How To Use Plex To Put All Your Streaming Services in One Place

How To Use Plex To Put All Your Streaming Services in One Place

Plex is the latest platform with ambitions to become a central hub for all your video streaming needs: A new feature called Discovery brings services including Amazon Prime Video, Netflix, and Disney Plus together in a single interface. It might be enough for you to spend more time in Plex, or perhaps to give it a go for the first time.

If you’re completely new to the Plex experience, you can think of it as a sort of private Netflix or Spotify that you run yourself. You provide the video and audio files, and Plex serves them up to all your devices, whether that’s a smart TV upstairs in your home or a smartphone on the other side of the world.

Parts of Plex are free to use and other parts require a Plex Pass, yours for $US5 ($7) a month or $US40 ($56) a year. The features that we’re talking about here are available in Plex for free, though you do of course have to be signed up for the various streaming services that you want to be able to search through.

There are two parts to Plex: The server client that you install on the computer or NAS device that has all your media on it, and then the various apps that you run on your other computers, as well as your smartphones, tablets, TVs, and consoles. The server client finds, organizes and serves up all your media, and the Plex apps can then be used to access it.

We’re going to assume that you’ve already got Plex up and running on your devices, but if you haven’t, it’s not difficult to get started: Head to the main Plex website to register a free account and to download the various bits of software that you need. You’ll be taken through all the necessary processes, step by step.

Choose the streaming services that you've signed up to. (Screenshot: Plex)
Choose the streaming services that you’ve signed up to. (Screenshot: Plex)

Find Netflix, Disney+, HBO Max, and More

At the time of writing, Plex is showcasing Discovery right on its front page: You can just start typing in the name of a TV show or movie that you’re looking for, and you’ll be shown matches from across the streaming universe. From the Reacher series to the film Nomadland, there’s now a listing page for all these titles on the Plex site, together with details on the services where you can buy them, rent them, or watch them as part of an existing subscription package.

To start getting these titles added to your own personal Plex experience, you can sign in and open the Plex web app. You may well get prompted to start adding streaming services as soon as you open the app, but if not, you can click on the Discover link on the navigation bar on the left (the compass icon), then Select my streaming services.

Discovery is available everywhere else that Plex is, of course. From the mobile apps, tap the menu button (top left), then the cog icon and Streaming Services to configure the services that appear inside the Plex interface. At the moment, it’s the web app that offers the most comprehensive access to Discovery, but that may change over time.

The streaming apps that are available to connect to will depend on where you are in the world, but the likes of Netflix, Amazon Prime Video, YouTube, Disney Plus, Apple TV Plus, HBO Max and Hulu are all supported — in fact, the list of platforms you can access is longer and more comprehensive than we were expecting.

If you can stream something somewhere, Plex knows about it.  (Screenshot: Plex)
If you can stream something somewhere, Plex knows about it. (Screenshot: Plex)

Plex Isn’t Perfect

You should limit your expectations though: Your watching isn’t synced in Plex, and in fact you don’t even have to sign in to these other services.
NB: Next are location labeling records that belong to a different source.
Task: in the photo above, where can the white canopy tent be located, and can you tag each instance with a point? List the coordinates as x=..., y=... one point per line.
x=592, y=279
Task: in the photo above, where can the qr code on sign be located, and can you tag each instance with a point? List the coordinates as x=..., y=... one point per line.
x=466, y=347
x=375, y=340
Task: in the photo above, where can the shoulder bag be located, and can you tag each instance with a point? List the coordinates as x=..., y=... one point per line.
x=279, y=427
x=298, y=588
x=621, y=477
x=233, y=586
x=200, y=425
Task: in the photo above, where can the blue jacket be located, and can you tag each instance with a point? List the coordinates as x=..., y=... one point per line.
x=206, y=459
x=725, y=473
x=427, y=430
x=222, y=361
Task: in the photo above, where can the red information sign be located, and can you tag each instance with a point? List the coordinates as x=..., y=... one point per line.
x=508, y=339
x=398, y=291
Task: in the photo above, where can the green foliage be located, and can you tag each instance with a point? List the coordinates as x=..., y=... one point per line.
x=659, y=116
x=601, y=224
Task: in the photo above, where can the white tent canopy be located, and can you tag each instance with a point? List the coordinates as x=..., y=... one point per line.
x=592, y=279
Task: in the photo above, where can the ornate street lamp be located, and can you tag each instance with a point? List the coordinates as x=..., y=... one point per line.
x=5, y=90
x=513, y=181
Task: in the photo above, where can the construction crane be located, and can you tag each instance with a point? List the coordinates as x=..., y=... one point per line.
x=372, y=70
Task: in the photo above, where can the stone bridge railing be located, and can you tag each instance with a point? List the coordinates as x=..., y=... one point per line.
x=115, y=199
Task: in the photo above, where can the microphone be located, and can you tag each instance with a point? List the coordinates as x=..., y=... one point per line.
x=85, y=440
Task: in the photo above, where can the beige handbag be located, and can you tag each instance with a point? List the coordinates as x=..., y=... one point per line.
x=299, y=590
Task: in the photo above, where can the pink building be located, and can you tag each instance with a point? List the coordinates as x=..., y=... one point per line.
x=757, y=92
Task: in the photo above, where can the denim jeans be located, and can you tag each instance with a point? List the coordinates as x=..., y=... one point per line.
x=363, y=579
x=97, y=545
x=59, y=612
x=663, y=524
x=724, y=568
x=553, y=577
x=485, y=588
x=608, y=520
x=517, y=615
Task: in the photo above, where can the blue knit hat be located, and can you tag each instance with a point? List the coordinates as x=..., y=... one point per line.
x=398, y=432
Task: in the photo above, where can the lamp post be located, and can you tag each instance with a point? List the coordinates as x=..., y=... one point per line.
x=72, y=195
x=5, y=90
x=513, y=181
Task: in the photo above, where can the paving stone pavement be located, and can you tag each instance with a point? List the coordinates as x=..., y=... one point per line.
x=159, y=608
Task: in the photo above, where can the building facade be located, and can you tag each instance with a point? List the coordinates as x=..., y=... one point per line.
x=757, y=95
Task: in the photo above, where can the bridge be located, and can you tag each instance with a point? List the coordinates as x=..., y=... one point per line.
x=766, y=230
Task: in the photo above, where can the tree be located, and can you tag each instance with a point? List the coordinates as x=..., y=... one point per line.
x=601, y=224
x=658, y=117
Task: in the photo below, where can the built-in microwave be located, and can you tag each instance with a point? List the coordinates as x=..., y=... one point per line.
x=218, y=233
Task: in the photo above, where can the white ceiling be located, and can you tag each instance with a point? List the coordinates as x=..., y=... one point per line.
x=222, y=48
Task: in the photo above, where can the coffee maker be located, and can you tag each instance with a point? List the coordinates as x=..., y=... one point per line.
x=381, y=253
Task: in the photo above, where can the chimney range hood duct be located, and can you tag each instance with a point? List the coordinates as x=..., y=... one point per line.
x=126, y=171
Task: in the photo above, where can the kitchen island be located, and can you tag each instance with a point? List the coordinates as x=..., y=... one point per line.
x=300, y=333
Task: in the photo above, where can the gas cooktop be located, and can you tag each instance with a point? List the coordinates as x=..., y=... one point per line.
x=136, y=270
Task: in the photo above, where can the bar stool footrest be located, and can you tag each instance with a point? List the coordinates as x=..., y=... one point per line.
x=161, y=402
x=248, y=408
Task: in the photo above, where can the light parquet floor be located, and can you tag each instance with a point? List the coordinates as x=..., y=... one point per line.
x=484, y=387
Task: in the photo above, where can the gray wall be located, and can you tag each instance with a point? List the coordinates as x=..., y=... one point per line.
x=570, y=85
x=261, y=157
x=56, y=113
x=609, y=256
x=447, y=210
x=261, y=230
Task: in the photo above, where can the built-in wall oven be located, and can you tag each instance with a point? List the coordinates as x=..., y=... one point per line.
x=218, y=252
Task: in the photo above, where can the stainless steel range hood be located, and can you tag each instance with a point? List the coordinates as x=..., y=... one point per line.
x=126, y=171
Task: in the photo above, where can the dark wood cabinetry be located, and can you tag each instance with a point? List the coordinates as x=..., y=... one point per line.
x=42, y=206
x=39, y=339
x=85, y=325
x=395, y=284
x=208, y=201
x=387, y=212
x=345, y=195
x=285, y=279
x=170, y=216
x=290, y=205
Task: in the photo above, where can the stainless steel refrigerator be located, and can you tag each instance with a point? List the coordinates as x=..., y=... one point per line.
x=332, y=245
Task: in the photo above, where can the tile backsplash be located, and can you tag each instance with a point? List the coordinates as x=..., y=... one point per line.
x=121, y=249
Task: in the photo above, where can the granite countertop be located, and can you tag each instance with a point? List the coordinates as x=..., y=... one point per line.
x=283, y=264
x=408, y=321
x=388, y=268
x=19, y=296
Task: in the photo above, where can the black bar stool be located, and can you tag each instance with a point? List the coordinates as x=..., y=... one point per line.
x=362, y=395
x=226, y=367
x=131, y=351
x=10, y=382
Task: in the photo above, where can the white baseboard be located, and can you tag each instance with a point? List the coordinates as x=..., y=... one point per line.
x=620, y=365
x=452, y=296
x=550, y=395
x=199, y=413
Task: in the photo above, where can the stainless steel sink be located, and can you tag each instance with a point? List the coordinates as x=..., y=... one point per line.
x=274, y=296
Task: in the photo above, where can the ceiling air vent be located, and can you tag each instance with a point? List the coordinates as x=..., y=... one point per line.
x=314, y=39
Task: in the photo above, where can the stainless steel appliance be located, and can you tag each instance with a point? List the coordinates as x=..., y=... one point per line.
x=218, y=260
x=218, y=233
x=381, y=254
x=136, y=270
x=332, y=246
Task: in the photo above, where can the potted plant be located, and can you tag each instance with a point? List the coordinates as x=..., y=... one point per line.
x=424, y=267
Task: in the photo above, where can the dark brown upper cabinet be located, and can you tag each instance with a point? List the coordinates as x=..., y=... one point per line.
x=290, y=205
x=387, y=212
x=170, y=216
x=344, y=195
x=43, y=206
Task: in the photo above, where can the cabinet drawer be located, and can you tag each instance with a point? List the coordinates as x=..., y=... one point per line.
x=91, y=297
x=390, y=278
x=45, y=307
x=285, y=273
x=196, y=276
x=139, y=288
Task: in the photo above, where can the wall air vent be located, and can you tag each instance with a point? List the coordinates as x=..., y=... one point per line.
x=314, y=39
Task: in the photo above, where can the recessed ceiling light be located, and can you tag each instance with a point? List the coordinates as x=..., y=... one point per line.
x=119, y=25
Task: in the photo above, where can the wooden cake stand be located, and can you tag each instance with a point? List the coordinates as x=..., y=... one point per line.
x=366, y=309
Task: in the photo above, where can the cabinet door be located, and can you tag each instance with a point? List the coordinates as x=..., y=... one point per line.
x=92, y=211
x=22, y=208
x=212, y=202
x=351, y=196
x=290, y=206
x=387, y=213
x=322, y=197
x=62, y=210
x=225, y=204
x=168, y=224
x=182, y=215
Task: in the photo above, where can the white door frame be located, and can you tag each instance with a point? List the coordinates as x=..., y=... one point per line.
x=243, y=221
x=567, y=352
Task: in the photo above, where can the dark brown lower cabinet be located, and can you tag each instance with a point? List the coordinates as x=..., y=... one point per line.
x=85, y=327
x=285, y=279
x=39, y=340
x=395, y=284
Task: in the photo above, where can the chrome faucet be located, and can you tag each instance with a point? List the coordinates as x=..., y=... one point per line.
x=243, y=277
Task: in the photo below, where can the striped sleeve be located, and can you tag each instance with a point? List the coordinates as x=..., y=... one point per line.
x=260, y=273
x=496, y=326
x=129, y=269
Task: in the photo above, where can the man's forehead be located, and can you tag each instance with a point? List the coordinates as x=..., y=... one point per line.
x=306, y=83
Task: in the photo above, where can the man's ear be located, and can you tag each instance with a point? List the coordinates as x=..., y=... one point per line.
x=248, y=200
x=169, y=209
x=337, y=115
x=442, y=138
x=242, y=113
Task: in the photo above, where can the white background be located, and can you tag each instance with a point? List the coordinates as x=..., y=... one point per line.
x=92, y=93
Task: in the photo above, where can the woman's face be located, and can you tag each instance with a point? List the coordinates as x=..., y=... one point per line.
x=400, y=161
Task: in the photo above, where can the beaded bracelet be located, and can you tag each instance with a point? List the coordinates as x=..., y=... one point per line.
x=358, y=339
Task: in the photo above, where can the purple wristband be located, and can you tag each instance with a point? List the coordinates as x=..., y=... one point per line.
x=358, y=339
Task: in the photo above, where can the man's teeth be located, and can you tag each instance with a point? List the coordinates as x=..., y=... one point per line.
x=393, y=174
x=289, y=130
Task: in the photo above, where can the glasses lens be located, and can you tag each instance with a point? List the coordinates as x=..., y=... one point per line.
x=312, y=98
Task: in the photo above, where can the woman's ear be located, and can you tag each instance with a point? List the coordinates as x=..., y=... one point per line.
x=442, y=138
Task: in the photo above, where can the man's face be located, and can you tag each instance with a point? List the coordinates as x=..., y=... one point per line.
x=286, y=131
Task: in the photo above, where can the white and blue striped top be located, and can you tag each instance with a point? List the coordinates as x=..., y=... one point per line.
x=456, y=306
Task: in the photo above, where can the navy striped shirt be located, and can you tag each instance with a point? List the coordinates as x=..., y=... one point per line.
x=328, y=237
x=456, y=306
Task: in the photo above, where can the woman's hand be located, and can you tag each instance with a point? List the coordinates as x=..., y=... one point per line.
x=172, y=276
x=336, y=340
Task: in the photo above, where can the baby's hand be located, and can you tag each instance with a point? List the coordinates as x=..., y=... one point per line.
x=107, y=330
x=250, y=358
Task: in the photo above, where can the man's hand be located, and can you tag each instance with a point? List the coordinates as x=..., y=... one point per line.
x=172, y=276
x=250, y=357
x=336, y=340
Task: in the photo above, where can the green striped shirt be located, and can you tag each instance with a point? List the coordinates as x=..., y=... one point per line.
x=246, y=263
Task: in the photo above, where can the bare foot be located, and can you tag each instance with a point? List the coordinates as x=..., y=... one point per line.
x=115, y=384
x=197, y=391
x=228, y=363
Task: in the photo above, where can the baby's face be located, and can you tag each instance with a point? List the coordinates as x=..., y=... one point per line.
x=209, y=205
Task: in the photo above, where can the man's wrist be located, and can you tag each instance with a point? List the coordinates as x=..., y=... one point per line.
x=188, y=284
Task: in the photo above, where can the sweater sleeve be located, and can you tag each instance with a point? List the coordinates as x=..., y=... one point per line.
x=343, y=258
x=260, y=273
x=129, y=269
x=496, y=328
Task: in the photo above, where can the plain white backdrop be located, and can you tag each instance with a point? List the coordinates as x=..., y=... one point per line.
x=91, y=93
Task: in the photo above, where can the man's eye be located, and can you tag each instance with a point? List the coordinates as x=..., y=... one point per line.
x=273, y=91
What Plex is doing is letting you discover what’s in these other apps — hence the name of the feature — as well as listing what’s trending and what’s recommended through these alternative services too.

One extra bit of functionality that’s helpful is a universal watchlist that you can manage in Plex. No matter where something is streaming, you can add it to this watchlist, and Plex will tell you where it can be found (and for how much, if relevant). It’s similar to the watchlist that’s now accessible through Google TV.

In some cases, Plex can send you straight to the relevant app when you select a title, but it depends on the device you’re on and the particular Plex app you’re using (you can’t stream stuff from Netflix inside Plex or anything like that). You may have to still manually switch to the other app on occasion to actually get to your content.

It’s possible that some of these connections may get pulled over time, of course — Netflix would much rather you looked for stuff on Netflix rather than Plex — but for now it works very well. When you search for something, results from all your streaming apps as well as your Plex library show up, and you can pick how you want to watch something.

We should mention that Discovery is still labelled as being in beta, so you can expect one or two bugs and some new features to get introduced over time. It’s already working pretty well though, and there’s certainly some usefulness here: Plex says that viewers in the US spend a total of 600 million minutes a night deciding what to watch, a total that might just start declining slightly, thanks to Discovery.